Joe Collman comments on Focus: you are allowed to be bad at accomplishing your goals

Joe Collman 6 Jun 2020 18:50 UTC
4 points
A few thoughts:
I think rather than saying “The focus of S towards G is F”, I’d want to say something like “S is consistent with a focus F towards G”. In particular, any S is currently going to count as maximally focused towards many goals. Saying it’s maximally focusing on each of them feels strange. Saying its actions are consistent with maximal focus on any one of them feels more reasonable.
Maybe enough resource for all state values or state-action pairs value to have been updated at least once?
This seems either too strict (if we’re directly updating state values), or not strict enough (if we’re indirectly updating).
E.g. if we have to visit all states in Go, that’s too strict: not because it’s intractable, but because once you’ve visited all those states you’ll be extremely capable. If we’re finding a sequence v(i) of value function approximations for Go, then it’s not strict enough. E.g. requiring only that for each state S we can find N such that there are some v(i)(S) != v(j)(S) with i, j < N.
I don’t yet see a good general condition.

Another issue I have is with goals of the form “Do A or B”, and systems that are actually focused on A. I’m not keen on saying they’re maximally focused on “A or B”. E.g. I don’t want to say that a system that’s focused on fetching me bananas is maximally focused on the goal “Fetch me bananas or beat me at chess”.
Perhaps it’d be better to define G not as a set of states in one fixed environment, but as a function from environments to sets of states? (was this your meaning anyway? IIRC this is close to one of Michele’s setups)
This way you can say that my policy is focused if for any given environment, it’s close to the outcome of non-trivial RL training within that environment. (probably you’d define a system’s focus as 1/(max distance from Pol over all environments))
So in my example that would include environments with no bananas, and a mate-in-one position on the chess board.
This might avoid some of the issues with trivially maximally focused policies: they’d be maximally focused over RL training in some environments (e.g. those where goal states weren’t ever reached), but not over all. So by defining G over a suitably large class of environments, and taking a minimum over per-environment focus values, you might get a reasonable result.
Typo: “valued 1 at states in and 0...” should be “valued 1 at states in G and 0...”
- adamShimi 9 Jun 2020 14:39 UTC
  3 points
  Parent
  I think rather than saying “The focus of S towards G is F”, I’d want to say something like “S is consistent with a focus F towards G”. In particular, any S is currently going to count as maximally focused towards many goals. Saying it’s maximally focusing on each of them feels strange. Saying its actions are consistent with maximal focus on any one of them feels more reasonable.

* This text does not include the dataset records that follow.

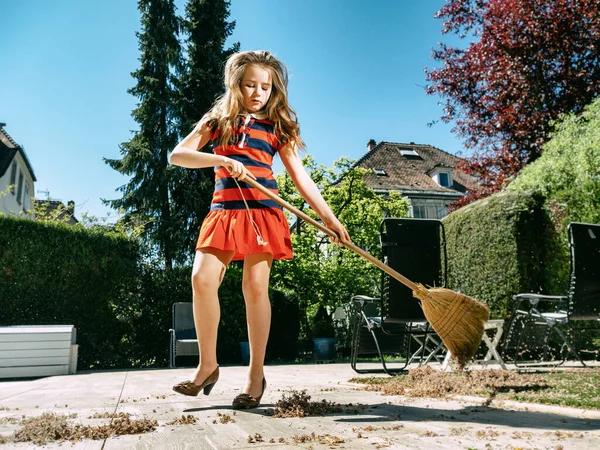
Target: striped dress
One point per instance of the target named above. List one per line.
(261, 227)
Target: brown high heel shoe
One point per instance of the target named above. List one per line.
(246, 401)
(192, 389)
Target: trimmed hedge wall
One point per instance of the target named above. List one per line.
(503, 245)
(52, 273)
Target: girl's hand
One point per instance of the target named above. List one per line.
(237, 169)
(340, 230)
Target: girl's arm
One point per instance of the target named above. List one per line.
(309, 190)
(187, 154)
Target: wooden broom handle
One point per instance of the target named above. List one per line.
(387, 269)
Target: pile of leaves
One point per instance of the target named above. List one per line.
(428, 382)
(298, 404)
(55, 427)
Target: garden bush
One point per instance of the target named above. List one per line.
(501, 246)
(52, 273)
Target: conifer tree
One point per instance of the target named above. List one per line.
(146, 199)
(201, 81)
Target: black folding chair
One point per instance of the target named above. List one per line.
(394, 324)
(540, 330)
(183, 340)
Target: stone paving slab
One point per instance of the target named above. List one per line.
(381, 422)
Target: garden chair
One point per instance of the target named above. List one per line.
(540, 328)
(183, 340)
(394, 323)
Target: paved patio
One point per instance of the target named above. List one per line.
(383, 421)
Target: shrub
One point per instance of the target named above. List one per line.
(500, 246)
(52, 273)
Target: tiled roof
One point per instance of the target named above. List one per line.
(66, 213)
(8, 149)
(412, 173)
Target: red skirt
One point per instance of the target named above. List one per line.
(232, 230)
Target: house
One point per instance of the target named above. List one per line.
(56, 210)
(425, 175)
(16, 178)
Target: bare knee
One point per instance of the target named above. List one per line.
(254, 290)
(204, 281)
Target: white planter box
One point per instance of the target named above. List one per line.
(37, 350)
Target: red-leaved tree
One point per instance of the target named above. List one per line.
(528, 62)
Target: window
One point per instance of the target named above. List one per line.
(444, 179)
(20, 187)
(26, 199)
(13, 177)
(429, 210)
(408, 152)
(419, 212)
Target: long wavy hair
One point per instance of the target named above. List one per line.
(226, 109)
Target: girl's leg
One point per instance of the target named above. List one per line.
(209, 269)
(255, 285)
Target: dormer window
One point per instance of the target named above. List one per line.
(444, 179)
(442, 176)
(408, 152)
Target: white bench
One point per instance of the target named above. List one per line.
(37, 351)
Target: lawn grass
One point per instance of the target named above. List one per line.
(574, 388)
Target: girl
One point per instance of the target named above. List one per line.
(248, 125)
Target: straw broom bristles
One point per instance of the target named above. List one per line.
(457, 319)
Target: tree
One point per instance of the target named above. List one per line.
(200, 83)
(528, 63)
(146, 198)
(324, 274)
(568, 172)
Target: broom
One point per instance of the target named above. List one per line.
(457, 318)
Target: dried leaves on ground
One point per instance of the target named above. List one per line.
(298, 404)
(55, 427)
(576, 388)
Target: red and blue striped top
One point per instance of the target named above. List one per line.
(254, 144)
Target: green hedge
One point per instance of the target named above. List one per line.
(51, 273)
(501, 246)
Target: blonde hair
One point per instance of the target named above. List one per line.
(224, 113)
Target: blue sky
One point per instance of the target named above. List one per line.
(356, 73)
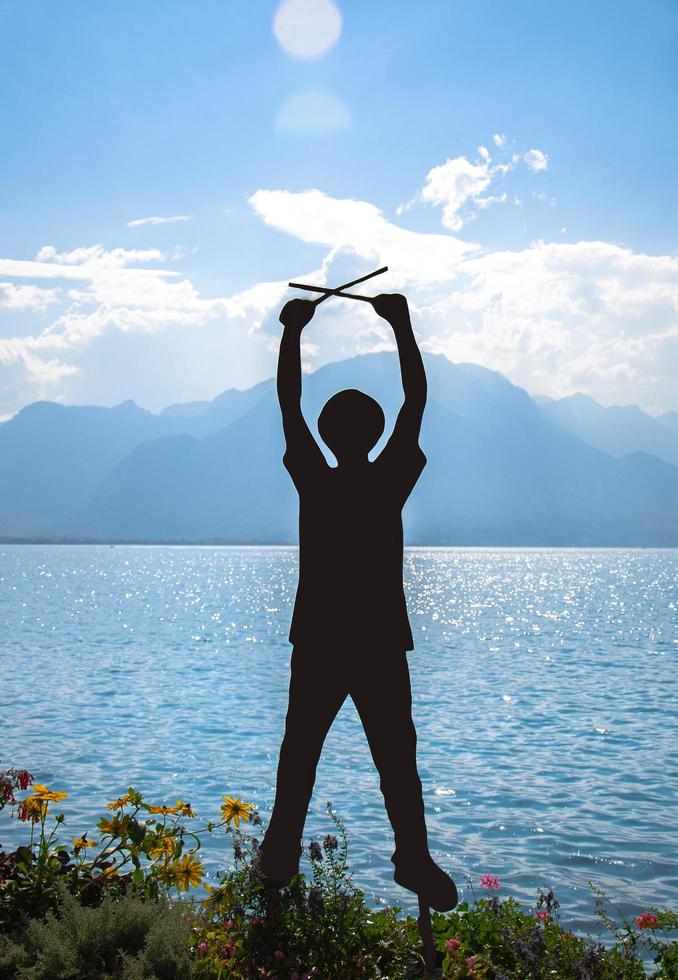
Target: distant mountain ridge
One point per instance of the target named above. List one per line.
(504, 469)
(617, 430)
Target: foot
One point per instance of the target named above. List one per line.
(429, 882)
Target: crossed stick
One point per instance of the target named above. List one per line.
(339, 290)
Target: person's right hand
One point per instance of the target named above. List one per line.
(297, 313)
(392, 307)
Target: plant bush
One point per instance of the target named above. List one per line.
(112, 906)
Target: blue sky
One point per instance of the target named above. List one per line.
(514, 165)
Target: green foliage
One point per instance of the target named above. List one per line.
(109, 907)
(123, 937)
(318, 927)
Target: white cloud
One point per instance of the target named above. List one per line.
(112, 293)
(26, 297)
(554, 317)
(157, 220)
(459, 185)
(452, 184)
(357, 225)
(536, 160)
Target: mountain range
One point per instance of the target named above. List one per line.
(504, 468)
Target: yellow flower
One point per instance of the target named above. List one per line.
(163, 847)
(234, 809)
(163, 809)
(185, 809)
(119, 803)
(188, 871)
(42, 793)
(33, 808)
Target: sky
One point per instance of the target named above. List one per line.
(167, 168)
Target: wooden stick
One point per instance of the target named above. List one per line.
(337, 290)
(328, 292)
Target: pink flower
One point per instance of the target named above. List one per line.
(489, 881)
(25, 778)
(647, 921)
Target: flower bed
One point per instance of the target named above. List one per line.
(124, 902)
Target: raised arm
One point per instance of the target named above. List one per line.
(393, 308)
(301, 446)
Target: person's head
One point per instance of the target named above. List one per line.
(350, 424)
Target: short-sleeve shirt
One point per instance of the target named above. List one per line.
(350, 589)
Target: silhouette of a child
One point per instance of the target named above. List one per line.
(350, 600)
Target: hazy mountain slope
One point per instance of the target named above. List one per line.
(617, 430)
(499, 472)
(53, 456)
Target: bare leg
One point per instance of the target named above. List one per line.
(314, 700)
(381, 692)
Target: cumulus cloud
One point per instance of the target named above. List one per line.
(459, 184)
(26, 297)
(536, 160)
(106, 290)
(157, 220)
(313, 216)
(555, 317)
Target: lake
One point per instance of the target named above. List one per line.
(544, 686)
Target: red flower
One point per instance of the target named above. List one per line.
(25, 778)
(489, 881)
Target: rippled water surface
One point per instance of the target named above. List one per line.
(544, 686)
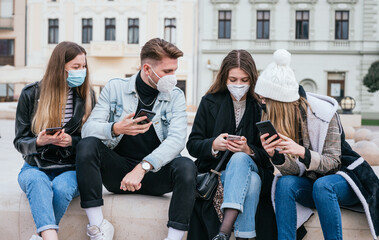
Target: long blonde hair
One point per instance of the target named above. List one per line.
(54, 87)
(287, 117)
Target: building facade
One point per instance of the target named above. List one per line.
(332, 42)
(112, 32)
(12, 45)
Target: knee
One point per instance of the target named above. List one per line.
(33, 183)
(322, 188)
(185, 170)
(286, 185)
(65, 191)
(83, 151)
(255, 183)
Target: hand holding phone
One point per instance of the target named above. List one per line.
(267, 127)
(144, 112)
(52, 131)
(233, 138)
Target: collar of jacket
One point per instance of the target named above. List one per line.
(132, 89)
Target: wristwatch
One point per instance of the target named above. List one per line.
(145, 166)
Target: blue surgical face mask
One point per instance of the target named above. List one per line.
(76, 77)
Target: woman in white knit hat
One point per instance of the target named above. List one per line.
(307, 153)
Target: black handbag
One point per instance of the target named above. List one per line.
(55, 158)
(206, 183)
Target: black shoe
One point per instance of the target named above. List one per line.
(221, 236)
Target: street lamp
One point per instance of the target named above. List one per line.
(347, 104)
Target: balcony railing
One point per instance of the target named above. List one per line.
(6, 23)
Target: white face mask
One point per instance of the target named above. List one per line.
(165, 83)
(238, 91)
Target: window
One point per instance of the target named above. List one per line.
(110, 29)
(336, 85)
(86, 30)
(6, 92)
(342, 25)
(53, 30)
(6, 8)
(133, 30)
(7, 52)
(224, 24)
(170, 30)
(302, 24)
(263, 24)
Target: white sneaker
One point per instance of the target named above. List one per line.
(35, 237)
(104, 232)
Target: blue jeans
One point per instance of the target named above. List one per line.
(49, 194)
(326, 194)
(242, 186)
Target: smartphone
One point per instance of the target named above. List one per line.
(52, 131)
(267, 127)
(233, 138)
(144, 112)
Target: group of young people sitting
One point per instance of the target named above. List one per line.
(130, 140)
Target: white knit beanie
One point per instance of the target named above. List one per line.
(278, 80)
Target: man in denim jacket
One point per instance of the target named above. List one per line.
(126, 156)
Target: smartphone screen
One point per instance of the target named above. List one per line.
(52, 131)
(143, 112)
(233, 138)
(267, 127)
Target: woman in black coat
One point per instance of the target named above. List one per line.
(228, 108)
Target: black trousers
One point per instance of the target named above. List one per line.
(97, 165)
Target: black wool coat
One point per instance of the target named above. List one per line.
(215, 115)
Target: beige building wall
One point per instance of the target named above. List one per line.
(12, 27)
(111, 59)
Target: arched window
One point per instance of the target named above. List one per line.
(309, 85)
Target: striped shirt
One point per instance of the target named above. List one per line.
(68, 111)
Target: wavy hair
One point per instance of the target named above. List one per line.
(54, 87)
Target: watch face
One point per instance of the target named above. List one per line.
(146, 166)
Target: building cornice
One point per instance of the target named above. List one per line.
(342, 1)
(225, 1)
(263, 1)
(302, 1)
(316, 52)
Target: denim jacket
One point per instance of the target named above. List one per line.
(118, 99)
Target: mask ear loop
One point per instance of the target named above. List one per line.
(151, 80)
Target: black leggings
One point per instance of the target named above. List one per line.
(96, 164)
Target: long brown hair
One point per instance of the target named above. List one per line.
(287, 117)
(54, 87)
(235, 59)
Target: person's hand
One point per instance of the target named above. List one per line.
(132, 180)
(129, 126)
(66, 140)
(45, 139)
(268, 144)
(288, 146)
(239, 146)
(220, 143)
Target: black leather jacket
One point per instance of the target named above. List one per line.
(25, 140)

  Honestly I don’t really care about the words used, more the formalism behind it. I personally don’t have any problem with saying that the system is maximally focused on multiple goals—I see focus as measuring “what proportion of my actions are coherent with trying to accomplish the goal”. But if many people find this weird, I’m okay with changing the phrasing.
  E.g. if we have to visit all states in Go, that’s too strict: not because it’s intractable, but because once you’ve visited all those states you’ll be extremely capable. If we’re finding a sequence v(i) of value function approximations for Go, then it’s not strict enough. E.g. requiring only that for each state S we can find N such that there are some v(i)(S) != v(j)(S) with i, j < N.

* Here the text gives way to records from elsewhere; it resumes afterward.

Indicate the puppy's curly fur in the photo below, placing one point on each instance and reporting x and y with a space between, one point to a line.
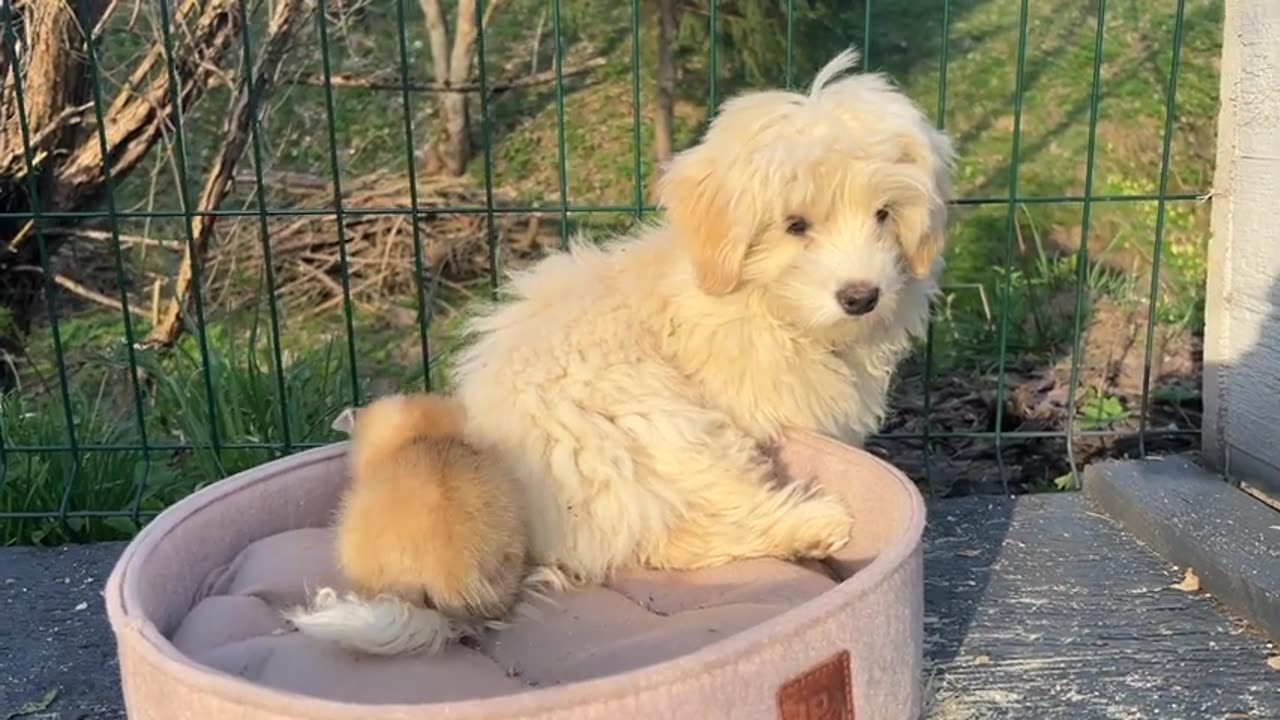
632 387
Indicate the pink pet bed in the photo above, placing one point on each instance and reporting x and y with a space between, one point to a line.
196 598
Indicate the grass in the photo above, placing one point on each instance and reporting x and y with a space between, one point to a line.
1041 268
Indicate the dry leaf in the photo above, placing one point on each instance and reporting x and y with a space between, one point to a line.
1191 582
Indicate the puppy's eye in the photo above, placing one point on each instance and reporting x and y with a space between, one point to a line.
796 226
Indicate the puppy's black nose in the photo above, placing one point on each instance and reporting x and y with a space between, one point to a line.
858 299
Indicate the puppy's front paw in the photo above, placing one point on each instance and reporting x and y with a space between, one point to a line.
823 525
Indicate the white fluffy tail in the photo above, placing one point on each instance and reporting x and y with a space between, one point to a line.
382 625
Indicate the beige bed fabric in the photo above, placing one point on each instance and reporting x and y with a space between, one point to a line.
195 602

  I don’t yet see a good general condition.
  Yes, as I mentioned in another comment, I’m not convinced anymore by this condition. And I don’t have a decent alternative yet.
  Perhaps it’d be better to define G not as a set of states in one fixed environment, but as a function from environments to sets of states? (was this your meaning anyway? IIRC this is close to one of Michele’s setups)
  This way you can say that my policy is focused if for any given environment, it’s close to the outcome of non-trivial RL training within that environment. (probably you’d define a system’s focus as 1/(max distance from Pol over all environments))
  I like this idea, although I fail to see how it “solves” your problem with “A and B”. I think I get the intuition: in some environments, it will be easier to reach B than A. And if your system aims towards A instead of “A and B”, this might make it less focused towards “A and B” in these environments. But even then, the fact remains that $\forall G^{'} \supseteq G$ , the focus towards $G^{'}$ is always greater or equal to the focus towards $G$ . This is why I stand by my measure of triviality, or more intuitively a weight inversely proportional to the size of the goal.